Wrestling with uncertainty, Johnson changed his major to English literature, took a second job and picked up a new hobby, home brewing.
“I really started to get into beer at that point,” said Johnson, who also serves as a founding faculty member of USF St. Petersburg’s Brewing Arts Program.
Not long after he landed his first job in the industry with Tampa’s Cigar City Brewing, Johnson started winning awards. First it was for his IPA. Then for his red ale. Then an American stout and sour. Johnson wasn’t just regular at beer competitions around the state—he often returned home a champion.
Breweries around Tampa Bay began taking notice and Johnson started to receive offers to join their operations. He took a position at Southern Brewing and Winemaking in Tampa before deciding to launch his own business. Over the next couple years, Johnson wrote a few business plans and pitched local investors, but couldn’t seem to get his idea off the ground.
“Brewery businesses are fairly capital-intensive projects,” Johnson said. “Getting funding was pretty difficult early on. And it can be difficult to find the right partners.”
A mutual friend eventually introduced Johnson to Nathan Stonecipher and Steven Duffy, St. Petersburg locals who shared Johnson’s dream of opening a craft brewery. From there it was an uphill battle that included convincing local lawmakers to change St. Petersburg’s zoning laws, but the three business partners finally settled on a location just west of downtown, opening the Green Bench brewery and tasting room to the public in September 2013.
Today, Green Bench has some 30 employees and distributes through about 17 wholesalers around Florida. And the business is expanding. Early last year, it opened a second tasting room, Webb’s City Cellar, adjacent to the original. Loaded with oak casks piled high, Webb’s lets Johnson and his team experiment with various fermentation and aging processes.

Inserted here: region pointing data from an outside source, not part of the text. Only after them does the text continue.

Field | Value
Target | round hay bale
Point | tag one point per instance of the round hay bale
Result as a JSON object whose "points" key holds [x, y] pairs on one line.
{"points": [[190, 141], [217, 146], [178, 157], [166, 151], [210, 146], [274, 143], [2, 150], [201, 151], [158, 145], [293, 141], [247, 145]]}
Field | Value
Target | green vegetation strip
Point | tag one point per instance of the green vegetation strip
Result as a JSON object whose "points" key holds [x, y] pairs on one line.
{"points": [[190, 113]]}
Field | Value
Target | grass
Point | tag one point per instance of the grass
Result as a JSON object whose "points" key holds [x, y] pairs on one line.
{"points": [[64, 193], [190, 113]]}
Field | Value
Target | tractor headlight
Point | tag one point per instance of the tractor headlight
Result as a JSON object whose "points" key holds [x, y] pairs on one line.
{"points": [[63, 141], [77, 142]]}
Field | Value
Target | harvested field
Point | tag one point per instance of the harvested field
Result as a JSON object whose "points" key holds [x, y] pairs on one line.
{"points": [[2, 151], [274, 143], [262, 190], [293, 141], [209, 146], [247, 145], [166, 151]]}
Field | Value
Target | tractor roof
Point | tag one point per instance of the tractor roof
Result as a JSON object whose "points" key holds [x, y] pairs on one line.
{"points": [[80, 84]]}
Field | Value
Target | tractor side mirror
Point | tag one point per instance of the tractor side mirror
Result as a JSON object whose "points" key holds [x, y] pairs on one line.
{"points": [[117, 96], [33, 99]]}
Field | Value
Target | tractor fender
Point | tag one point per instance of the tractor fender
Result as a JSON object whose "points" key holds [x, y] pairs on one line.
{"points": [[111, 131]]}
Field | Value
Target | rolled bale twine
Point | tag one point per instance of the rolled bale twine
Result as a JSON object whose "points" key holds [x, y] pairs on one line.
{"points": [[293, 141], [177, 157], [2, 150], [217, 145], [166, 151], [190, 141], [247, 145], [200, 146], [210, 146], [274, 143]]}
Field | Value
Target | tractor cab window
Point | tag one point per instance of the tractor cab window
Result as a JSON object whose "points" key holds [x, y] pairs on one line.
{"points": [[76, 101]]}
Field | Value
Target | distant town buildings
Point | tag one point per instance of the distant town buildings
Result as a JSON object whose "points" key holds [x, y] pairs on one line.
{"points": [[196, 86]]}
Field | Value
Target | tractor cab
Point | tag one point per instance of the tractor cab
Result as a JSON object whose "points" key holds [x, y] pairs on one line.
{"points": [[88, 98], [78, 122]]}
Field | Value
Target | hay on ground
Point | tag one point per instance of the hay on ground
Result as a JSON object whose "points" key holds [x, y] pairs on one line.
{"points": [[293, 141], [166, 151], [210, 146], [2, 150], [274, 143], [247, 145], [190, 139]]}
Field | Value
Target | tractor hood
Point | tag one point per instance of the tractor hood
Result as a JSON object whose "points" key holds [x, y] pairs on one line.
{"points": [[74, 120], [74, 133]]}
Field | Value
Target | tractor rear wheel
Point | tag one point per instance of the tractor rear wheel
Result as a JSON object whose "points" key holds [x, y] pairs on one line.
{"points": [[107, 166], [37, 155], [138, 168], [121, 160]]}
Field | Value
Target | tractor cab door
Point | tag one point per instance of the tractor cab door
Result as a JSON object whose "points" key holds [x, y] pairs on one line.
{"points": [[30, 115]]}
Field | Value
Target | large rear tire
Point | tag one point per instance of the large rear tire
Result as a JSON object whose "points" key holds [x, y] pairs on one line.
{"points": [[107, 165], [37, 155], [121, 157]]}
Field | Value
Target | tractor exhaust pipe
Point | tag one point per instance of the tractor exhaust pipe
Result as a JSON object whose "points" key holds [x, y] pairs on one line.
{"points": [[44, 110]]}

Beer sometimes gets a bad rap as a barbaric libation, but brewing is both an art and a science that requires a fair bit of knowledge about chemistry and microbiology—two courses Johnson took while enrolled at USF St. Petersburg. Still, after all these years, he admits he has a lot to learn.
“I’ll die never knowing everything there is to know about beer,” he said. “It’s too complicated as a product.”
Now, as a faculty member in the Brewing Arts Program, Johnson credits his role as instructor for helping keep his finger on the pulse of the latest developments in brewing.
“Beer is ever changing,” he said. “We’re always learning something new. Every semester that I get to teach students about beer, I also get to continue researching beer.”
Twelve years ago, Johnson envisioned himself on a radically different career path. But today, he wakes up excited about work and takes pride in the role he’s played in his hometown community.
“Opening a business in St. Petersburg has been important to me,” he said. “When I was at USF St. Pete, there were not many businesses around where Green Bench currently is. Being from St. Petersburg, there’s a lot of personal value and pride I put into having helped open a business here. I think we’ve helped contribute to the revitalization in downtown and growth in the city. Hopefully a lot more students decide to go to school in St. Petersburg because, honestly, St. Pete’s a fun place to live and hang out.”
He added, “Going to school here, opening a business and then being able to contribute again by working at the school that I went to—that’s pretty rad.”